Si ce résultat paraît disproportionné, c’est qu’il l’est. La discipline policière britannique d'aujourd'hui a évolué, passant du jugement des actions en fonction de leur contexte à leur jugement en fonction de la façon dont elles pourraient apparaître aux yeux des classes bavardes. Les images de vidéosurveillance ont remplacé la perception des menaces en temps réel. On s'attend à ce que les agents fassent preuve d'une grande retenue lorsqu'ils ont affaire à des individus violents. Le résultat absurde est que les agents sont autorisés à recourir à la force mais sont punis si la force semble trop violente.
L'audience d'appel de Davies en janvier a montré à quel point le dossier contre lui est fragile. Quatre autres conclusions d'inconduite ont été annulées. Cela aurait dû susciter au moins un certain degré d’humilité de la part du jury – une reconnaissance du fait que le filet disciplinaire avait été trop large. C’était peut-être même l’occasion de se demander s’il y avait eu une tentative de construire un récit plutôt que de découvrir la vérité. Au lieu de cela, le système a doublé.
Les allégations collatérales ayant disparu, le comité a imputé la totalité du fardeau du licenciement aux trois grèves prononcées par Davies. Le contexte, les antécédents et les résultats ont été largement ignorés. Il est devenu clair qu’il fallait payer pour que la direction puisse paraître vertueuse.
Les grandes institutions publiques se comportent de manière prévisible sous pression ; Ils sacrifient des individus pour protéger la marque. Les dirigeants de la police opèrent aujourd’hui dans un climat caractérisé par le contrôle des activistes, le sensationnalisme médiatique et l’hostilité politique.
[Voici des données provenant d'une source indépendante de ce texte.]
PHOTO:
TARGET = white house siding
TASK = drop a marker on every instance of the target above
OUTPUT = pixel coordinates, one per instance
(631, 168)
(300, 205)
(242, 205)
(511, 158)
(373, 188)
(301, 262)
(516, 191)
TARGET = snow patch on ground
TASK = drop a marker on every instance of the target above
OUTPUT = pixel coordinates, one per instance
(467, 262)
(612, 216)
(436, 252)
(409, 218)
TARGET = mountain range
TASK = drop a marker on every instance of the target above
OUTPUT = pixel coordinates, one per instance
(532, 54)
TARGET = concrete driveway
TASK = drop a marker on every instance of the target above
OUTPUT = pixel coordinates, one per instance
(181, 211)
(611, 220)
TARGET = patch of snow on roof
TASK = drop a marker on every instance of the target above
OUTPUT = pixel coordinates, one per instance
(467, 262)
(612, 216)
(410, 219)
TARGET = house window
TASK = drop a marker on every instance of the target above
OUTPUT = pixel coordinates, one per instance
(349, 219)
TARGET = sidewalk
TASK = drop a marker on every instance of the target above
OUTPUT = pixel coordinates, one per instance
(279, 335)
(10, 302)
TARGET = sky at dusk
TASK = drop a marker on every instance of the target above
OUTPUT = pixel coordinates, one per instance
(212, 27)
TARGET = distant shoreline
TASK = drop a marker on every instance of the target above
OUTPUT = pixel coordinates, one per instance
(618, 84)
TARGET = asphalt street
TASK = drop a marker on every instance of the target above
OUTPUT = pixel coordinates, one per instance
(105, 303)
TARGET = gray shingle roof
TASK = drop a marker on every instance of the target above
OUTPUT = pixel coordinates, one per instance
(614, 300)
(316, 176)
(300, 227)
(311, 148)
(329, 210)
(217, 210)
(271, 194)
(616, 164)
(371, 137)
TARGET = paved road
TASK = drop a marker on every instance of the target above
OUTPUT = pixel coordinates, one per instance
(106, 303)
Lorsqu'un incident comme celui de Davies se produit, la solution la plus sûre consiste à éloigner l'organisation du responsable en question sous couvert de maintenir des « normes rigoureuses ». Tout est du théâtre.
Dans une telle culture, tenter d’assurer une police efficace devient impossible. Les agents de première ligne comptent sur la détermination. Vous devez porter des jugements en une fraction de seconde et agir sans paralysie. Lorsqu’ils commencent à croire que l’affirmation de soi physique, aussi justifiée soit-elle, pourrait mettre fin à leur carrière, l’hésitation est inévitable. Vous êtes plus enclin à attendre des sauvegardes qui pourraient ne pas arriver. Ils donneront la priorité à la défense procédurale plutôt qu’au contrôle immédiat. Ce type d’aversion au risque ne rend personne plus en sécurité. Au contraire, les conséquences peuvent être fatales.
La responsabilité est bien sûr nécessaire. Mais la responsabilité doit être liée à la réalité. Dans ce cas, l’absence de blessure aurait dû être décisive. Le bilan impeccable de Davies aurait dû compter. La taille et la volatilité du suspect auraient dû jouer un rôle. Ce qui était le plus important, c'était l'optique. Ce n’est pas un travail de police fondé sur des principes. Autant que je sache, la seule chose positive qui ressort de ces cas est que les agents impliqués sont désormais beaucoup plus disposés à partager publiquement leurs expériences.
Le licenciement ne doit être réservé qu'aux allégations les plus graves : corruption, cruauté ou abus de pouvoir persistant. Cibler un officier dans l’exercice de son travail diminue son importance et témoigne d’une ingratitude institutionnelle envers ceux qui courent un danger au nom du public. Après tout, la police est censée être un instrument de protection. Mais si le limogeage de Davies a prouvé quelque chose, c’est qu’elle est devenue à peine plus qu’un moteur d’auto-préservation.
Paul Bouleau est un ancien policier et spécialiste de la lutte contre le terrorisme. Vous pouvez lire son Substack ici.